Background: Little is known about how patient reported barriers to health care impact the quality of life (HRQoL) of patients with comorbid disease. We investigated patient reported barriers to health care and low physical and mental well-being among people with diabetes and chronic kidney disease (CKD).

Methods: Adults with diabetes and CKD (estimated Glomerular Filtration Rate < 60 ml/min/1.73m) were recruited and completed a questionnaire on barriers to health care, the 12-Item HRQoL Short Form Survey and clinical assessment. Low physical and mental health status were defined as mean scores < 50. Logistic regression models were used.

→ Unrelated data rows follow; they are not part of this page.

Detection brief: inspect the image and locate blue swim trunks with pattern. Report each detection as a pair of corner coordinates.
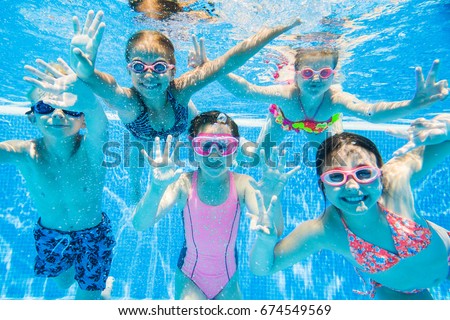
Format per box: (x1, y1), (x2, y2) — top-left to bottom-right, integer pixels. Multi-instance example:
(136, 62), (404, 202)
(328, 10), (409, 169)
(33, 213), (116, 291)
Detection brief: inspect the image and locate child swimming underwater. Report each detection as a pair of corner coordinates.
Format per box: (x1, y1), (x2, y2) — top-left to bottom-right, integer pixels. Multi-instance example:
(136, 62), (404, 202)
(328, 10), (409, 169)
(0, 59), (115, 299)
(132, 111), (299, 299)
(69, 10), (300, 200)
(188, 39), (449, 144)
(250, 115), (450, 299)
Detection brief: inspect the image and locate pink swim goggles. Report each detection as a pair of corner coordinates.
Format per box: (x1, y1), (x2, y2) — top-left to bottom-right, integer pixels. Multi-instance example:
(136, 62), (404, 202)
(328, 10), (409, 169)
(191, 133), (239, 157)
(127, 60), (175, 74)
(298, 67), (335, 79)
(320, 166), (381, 187)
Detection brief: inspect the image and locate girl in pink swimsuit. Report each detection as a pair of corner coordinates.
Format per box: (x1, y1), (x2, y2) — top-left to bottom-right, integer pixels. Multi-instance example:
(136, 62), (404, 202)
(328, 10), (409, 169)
(250, 114), (450, 299)
(133, 110), (299, 299)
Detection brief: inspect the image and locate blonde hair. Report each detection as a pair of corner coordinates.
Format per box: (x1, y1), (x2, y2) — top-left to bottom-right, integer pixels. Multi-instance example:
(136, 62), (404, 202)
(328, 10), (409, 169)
(125, 30), (176, 65)
(294, 47), (339, 70)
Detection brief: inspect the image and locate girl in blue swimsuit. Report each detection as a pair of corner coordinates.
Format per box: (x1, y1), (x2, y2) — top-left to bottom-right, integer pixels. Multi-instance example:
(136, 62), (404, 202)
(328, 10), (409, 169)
(68, 9), (300, 200)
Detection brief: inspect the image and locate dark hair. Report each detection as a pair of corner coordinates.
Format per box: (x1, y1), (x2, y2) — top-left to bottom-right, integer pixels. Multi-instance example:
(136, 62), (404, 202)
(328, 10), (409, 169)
(188, 110), (239, 138)
(125, 30), (176, 65)
(294, 47), (339, 70)
(315, 132), (384, 177)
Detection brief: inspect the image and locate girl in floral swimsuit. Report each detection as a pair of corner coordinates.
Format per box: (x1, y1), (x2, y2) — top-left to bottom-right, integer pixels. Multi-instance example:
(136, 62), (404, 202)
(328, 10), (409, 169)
(189, 40), (448, 144)
(250, 113), (450, 299)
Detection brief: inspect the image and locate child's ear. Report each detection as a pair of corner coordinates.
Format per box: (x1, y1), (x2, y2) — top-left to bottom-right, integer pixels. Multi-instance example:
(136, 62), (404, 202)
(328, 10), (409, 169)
(81, 115), (87, 129)
(27, 112), (36, 124)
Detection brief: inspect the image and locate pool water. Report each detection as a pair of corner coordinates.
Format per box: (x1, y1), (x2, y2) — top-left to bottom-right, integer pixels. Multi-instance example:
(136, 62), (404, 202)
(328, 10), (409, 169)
(1, 0), (449, 299)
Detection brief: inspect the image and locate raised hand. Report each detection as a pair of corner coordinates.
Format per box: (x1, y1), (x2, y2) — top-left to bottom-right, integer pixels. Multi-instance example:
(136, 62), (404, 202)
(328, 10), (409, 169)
(249, 191), (278, 236)
(387, 116), (449, 156)
(23, 58), (93, 109)
(188, 35), (208, 68)
(411, 60), (449, 108)
(70, 10), (105, 80)
(251, 147), (301, 199)
(142, 135), (183, 188)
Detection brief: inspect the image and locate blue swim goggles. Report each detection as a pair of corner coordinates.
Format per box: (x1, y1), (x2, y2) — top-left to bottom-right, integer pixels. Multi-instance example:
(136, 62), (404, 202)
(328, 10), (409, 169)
(31, 101), (84, 117)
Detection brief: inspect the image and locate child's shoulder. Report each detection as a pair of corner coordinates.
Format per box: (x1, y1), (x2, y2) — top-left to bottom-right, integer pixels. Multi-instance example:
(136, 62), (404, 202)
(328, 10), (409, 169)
(232, 172), (253, 184)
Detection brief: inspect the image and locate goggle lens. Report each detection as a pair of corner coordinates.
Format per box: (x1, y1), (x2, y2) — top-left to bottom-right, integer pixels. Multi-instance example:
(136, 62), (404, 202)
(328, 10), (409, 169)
(128, 60), (174, 74)
(192, 134), (239, 157)
(321, 166), (381, 187)
(32, 101), (83, 117)
(299, 67), (334, 79)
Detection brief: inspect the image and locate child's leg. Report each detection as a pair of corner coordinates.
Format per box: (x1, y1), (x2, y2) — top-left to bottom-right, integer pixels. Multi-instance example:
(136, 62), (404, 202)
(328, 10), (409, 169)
(75, 288), (102, 300)
(52, 266), (76, 289)
(175, 269), (207, 300)
(215, 272), (242, 300)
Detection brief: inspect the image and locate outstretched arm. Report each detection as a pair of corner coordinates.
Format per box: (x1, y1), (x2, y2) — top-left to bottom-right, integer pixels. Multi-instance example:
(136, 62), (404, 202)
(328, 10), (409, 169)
(70, 10), (137, 120)
(132, 136), (185, 231)
(249, 192), (324, 275)
(0, 140), (29, 165)
(336, 60), (448, 123)
(386, 114), (450, 183)
(177, 19), (301, 98)
(187, 35), (288, 103)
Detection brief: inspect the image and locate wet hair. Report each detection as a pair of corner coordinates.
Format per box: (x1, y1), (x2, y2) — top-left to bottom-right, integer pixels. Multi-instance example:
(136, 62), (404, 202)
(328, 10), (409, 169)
(125, 30), (176, 65)
(128, 0), (181, 20)
(188, 110), (240, 138)
(315, 132), (384, 177)
(294, 47), (339, 70)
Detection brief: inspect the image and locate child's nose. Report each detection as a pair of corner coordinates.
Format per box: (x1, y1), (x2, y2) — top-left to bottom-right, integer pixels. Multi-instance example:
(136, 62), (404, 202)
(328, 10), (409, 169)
(51, 109), (65, 119)
(344, 176), (360, 191)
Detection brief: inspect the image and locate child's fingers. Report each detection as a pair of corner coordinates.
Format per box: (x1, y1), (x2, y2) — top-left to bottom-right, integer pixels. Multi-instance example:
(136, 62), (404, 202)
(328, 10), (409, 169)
(56, 58), (72, 74)
(154, 136), (162, 160)
(425, 59), (439, 85)
(72, 16), (80, 34)
(88, 10), (104, 38)
(23, 76), (44, 89)
(199, 38), (207, 61)
(82, 10), (95, 34)
(286, 165), (301, 178)
(191, 34), (200, 56)
(72, 48), (92, 66)
(164, 135), (172, 159)
(36, 59), (64, 78)
(277, 149), (287, 172)
(385, 128), (409, 140)
(24, 65), (55, 85)
(92, 22), (106, 49)
(393, 141), (416, 157)
(255, 190), (266, 215)
(415, 66), (425, 90)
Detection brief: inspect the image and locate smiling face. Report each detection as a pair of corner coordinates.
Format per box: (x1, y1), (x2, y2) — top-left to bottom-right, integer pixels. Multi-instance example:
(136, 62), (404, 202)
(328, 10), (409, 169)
(193, 123), (237, 177)
(321, 144), (383, 215)
(28, 90), (85, 139)
(295, 54), (336, 96)
(126, 31), (176, 98)
(128, 48), (175, 97)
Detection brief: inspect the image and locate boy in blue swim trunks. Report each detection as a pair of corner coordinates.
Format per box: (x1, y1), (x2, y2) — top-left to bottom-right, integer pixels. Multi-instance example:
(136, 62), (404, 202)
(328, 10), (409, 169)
(0, 58), (115, 299)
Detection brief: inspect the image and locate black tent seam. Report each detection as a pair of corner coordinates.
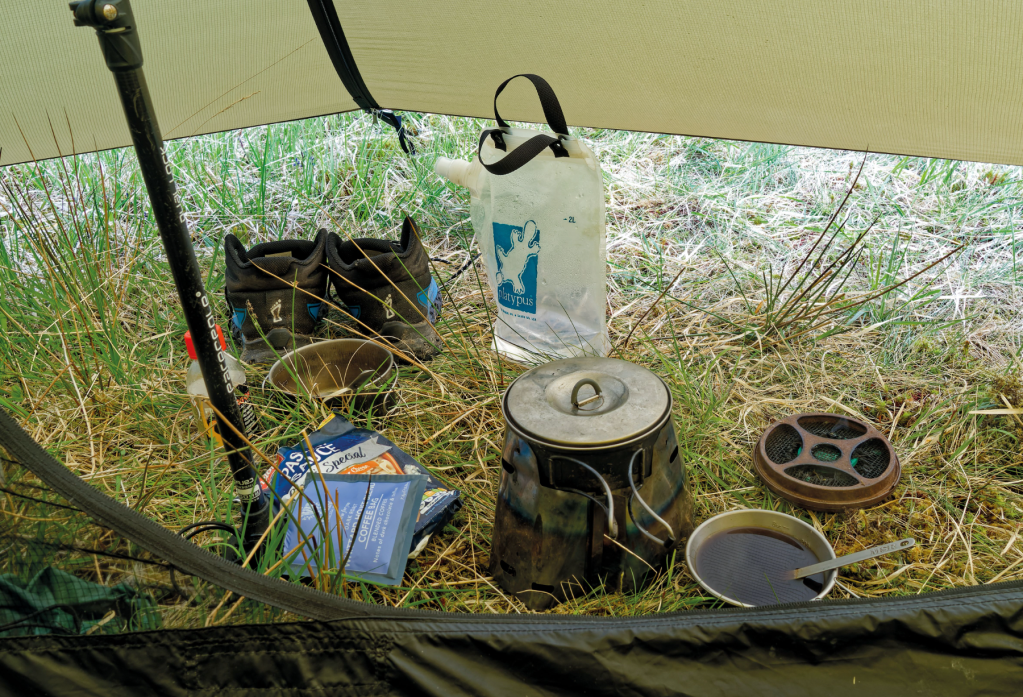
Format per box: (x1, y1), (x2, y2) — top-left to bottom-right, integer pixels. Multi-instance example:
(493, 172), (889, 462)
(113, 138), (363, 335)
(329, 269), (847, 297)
(5, 405), (1023, 629)
(0, 408), (388, 623)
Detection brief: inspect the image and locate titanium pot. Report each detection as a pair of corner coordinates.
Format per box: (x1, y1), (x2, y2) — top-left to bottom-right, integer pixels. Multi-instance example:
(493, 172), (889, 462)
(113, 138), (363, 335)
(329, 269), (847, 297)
(490, 357), (694, 611)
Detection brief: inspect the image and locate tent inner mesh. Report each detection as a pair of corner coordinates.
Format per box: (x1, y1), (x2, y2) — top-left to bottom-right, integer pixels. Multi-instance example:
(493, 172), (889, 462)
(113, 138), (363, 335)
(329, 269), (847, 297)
(0, 454), (291, 638)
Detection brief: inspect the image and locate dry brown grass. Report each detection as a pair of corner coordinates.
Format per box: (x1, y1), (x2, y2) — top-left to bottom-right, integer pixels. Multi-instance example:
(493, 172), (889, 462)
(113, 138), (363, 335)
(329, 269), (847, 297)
(18, 253), (1020, 619)
(2, 113), (1022, 622)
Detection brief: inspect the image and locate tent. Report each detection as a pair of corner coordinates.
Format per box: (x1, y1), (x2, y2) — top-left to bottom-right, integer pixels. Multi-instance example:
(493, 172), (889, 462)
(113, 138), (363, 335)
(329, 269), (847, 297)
(2, 1), (1023, 694)
(5, 1), (1023, 166)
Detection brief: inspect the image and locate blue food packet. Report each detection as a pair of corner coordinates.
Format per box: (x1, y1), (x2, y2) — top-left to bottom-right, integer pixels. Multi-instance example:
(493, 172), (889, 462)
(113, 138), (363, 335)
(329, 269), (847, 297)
(262, 413), (462, 556)
(283, 473), (427, 586)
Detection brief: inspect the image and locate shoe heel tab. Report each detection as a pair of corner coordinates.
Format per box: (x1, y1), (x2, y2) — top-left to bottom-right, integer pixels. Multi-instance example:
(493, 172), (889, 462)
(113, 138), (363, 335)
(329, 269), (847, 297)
(224, 233), (249, 263)
(400, 216), (425, 253)
(312, 228), (330, 247)
(306, 228), (329, 260)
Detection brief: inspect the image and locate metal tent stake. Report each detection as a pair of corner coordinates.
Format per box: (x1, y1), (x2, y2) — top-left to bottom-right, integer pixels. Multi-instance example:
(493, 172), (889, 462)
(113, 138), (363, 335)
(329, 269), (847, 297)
(70, 0), (269, 552)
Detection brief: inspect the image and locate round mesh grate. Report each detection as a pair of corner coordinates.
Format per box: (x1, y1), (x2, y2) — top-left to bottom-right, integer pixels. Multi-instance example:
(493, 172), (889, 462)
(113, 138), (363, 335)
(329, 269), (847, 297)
(851, 438), (891, 479)
(754, 413), (901, 511)
(784, 465), (858, 487)
(764, 424), (802, 464)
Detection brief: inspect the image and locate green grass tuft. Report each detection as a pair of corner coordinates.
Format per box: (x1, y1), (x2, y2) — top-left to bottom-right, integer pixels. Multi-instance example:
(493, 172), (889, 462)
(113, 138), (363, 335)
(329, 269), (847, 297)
(1, 111), (1022, 619)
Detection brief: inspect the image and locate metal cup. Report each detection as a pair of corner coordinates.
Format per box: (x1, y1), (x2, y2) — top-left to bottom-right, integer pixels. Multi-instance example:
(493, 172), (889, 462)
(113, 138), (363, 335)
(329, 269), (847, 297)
(685, 509), (838, 607)
(267, 339), (397, 412)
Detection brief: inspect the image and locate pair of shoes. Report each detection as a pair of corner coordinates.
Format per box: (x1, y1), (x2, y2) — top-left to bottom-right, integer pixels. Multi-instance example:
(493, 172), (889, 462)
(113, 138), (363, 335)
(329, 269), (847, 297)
(325, 216), (443, 364)
(223, 216), (443, 364)
(223, 231), (330, 364)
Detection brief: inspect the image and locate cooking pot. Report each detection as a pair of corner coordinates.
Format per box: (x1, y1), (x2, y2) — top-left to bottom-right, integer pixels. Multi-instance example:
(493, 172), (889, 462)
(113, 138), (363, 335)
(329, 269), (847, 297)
(490, 357), (694, 610)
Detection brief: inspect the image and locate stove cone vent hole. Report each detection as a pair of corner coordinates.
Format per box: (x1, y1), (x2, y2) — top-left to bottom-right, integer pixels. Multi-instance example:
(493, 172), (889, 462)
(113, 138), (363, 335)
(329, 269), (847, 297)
(754, 413), (901, 511)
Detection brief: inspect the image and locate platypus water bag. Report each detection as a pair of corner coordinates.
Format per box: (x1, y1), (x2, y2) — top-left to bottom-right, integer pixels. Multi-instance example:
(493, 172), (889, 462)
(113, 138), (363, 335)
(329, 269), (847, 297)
(436, 74), (609, 362)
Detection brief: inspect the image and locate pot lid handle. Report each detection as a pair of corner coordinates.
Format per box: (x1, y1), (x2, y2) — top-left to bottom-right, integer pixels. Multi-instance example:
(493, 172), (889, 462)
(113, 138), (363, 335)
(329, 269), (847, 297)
(571, 378), (603, 409)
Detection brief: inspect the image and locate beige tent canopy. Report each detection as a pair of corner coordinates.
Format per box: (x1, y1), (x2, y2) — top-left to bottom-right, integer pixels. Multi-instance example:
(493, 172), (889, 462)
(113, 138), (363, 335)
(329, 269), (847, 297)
(4, 0), (1023, 167)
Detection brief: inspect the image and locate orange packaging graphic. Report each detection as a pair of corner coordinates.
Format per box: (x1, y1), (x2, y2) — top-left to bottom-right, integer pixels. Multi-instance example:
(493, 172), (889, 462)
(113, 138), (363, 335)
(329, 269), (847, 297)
(270, 414), (462, 556)
(340, 452), (403, 476)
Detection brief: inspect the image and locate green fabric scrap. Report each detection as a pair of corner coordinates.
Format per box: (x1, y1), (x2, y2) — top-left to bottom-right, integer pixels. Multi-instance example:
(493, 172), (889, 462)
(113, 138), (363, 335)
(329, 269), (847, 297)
(0, 567), (160, 637)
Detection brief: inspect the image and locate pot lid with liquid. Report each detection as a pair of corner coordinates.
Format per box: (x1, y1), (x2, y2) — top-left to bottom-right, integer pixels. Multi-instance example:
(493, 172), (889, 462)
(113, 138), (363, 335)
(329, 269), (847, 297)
(502, 357), (671, 447)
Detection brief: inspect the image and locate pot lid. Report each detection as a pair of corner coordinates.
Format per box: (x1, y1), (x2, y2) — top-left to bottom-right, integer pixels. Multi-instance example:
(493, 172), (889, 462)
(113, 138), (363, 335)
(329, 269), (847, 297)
(503, 358), (671, 447)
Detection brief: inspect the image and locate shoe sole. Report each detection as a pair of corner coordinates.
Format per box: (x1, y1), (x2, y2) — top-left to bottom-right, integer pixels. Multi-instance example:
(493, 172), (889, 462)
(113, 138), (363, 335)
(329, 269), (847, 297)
(381, 320), (442, 363)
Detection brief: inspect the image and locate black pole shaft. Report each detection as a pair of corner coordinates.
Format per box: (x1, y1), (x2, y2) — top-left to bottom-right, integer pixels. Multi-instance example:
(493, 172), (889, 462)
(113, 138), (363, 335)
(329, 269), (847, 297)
(70, 0), (268, 550)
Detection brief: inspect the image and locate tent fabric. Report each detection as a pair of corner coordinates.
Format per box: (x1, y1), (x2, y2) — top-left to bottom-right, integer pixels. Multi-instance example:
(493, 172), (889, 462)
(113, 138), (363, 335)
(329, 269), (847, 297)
(2, 580), (1023, 695)
(345, 0), (1023, 165)
(0, 0), (356, 166)
(5, 1), (1023, 166)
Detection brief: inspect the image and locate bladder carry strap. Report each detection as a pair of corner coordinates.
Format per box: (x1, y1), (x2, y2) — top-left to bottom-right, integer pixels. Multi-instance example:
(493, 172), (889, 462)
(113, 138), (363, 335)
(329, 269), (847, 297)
(494, 74), (568, 135)
(478, 74), (570, 175)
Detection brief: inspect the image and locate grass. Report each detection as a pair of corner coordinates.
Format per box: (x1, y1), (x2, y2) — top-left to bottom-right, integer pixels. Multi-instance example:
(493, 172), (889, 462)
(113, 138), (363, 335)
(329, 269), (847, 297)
(1, 109), (1022, 624)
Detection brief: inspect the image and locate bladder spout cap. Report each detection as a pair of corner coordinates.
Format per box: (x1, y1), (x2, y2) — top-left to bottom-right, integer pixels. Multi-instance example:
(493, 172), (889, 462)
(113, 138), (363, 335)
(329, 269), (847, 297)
(434, 156), (473, 189)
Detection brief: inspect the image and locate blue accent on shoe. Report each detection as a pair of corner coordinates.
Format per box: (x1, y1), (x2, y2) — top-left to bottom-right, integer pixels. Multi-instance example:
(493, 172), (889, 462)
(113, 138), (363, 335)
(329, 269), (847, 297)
(232, 307), (247, 329)
(417, 278), (442, 324)
(307, 302), (323, 321)
(347, 305), (361, 320)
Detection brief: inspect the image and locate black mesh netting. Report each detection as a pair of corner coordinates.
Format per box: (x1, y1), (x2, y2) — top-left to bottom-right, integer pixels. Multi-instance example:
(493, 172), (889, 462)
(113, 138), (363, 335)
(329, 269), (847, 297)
(851, 439), (891, 479)
(811, 444), (842, 462)
(783, 465), (859, 487)
(0, 454), (291, 638)
(764, 424), (802, 464)
(796, 416), (866, 440)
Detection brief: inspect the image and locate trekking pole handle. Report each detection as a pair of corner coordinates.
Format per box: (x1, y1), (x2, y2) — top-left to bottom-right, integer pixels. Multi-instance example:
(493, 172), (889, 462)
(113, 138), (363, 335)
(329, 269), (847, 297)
(69, 0), (143, 71)
(70, 0), (270, 551)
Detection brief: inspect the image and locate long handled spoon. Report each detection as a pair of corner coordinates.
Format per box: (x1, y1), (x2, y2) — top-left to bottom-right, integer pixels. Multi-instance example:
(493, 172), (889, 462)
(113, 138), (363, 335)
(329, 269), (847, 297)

Results: Three hundred eight participants (mean age 66.9 ± 11 years) were studied. Patient reported 'impact of the disease on family and friends' (OR 2.07; 95% CI 1.14 to 3.78), 'feeling unwell' (OR 4.23; 95% CI 1.45 to 12.3) and 'having other life stressors that make self-care a low priority' (OR 2.59; 95% CI 1.20 to 5.61), were all associated with higher odds of low physical health status. Patient reported 'feeling unwell' (OR 2.92; 95% CI 1.07 to 8.01), 'low mood' (OR 2.82; 95% CI 1.64 to 4.87) and 'unavailability of home help' (OR 1.91; 95% CI 1.57 to 2.33) were all associated with higher odds of low mental health status. The greater the number of patient reported barriers the higher the odds of low mental health but not physical health status.

Conclusions: Patient reported barriers to health care were associated with lower physical and mental well-being. Interventions addressing these barriers may improve HRQoL among people with comorbid diabetes and CKD.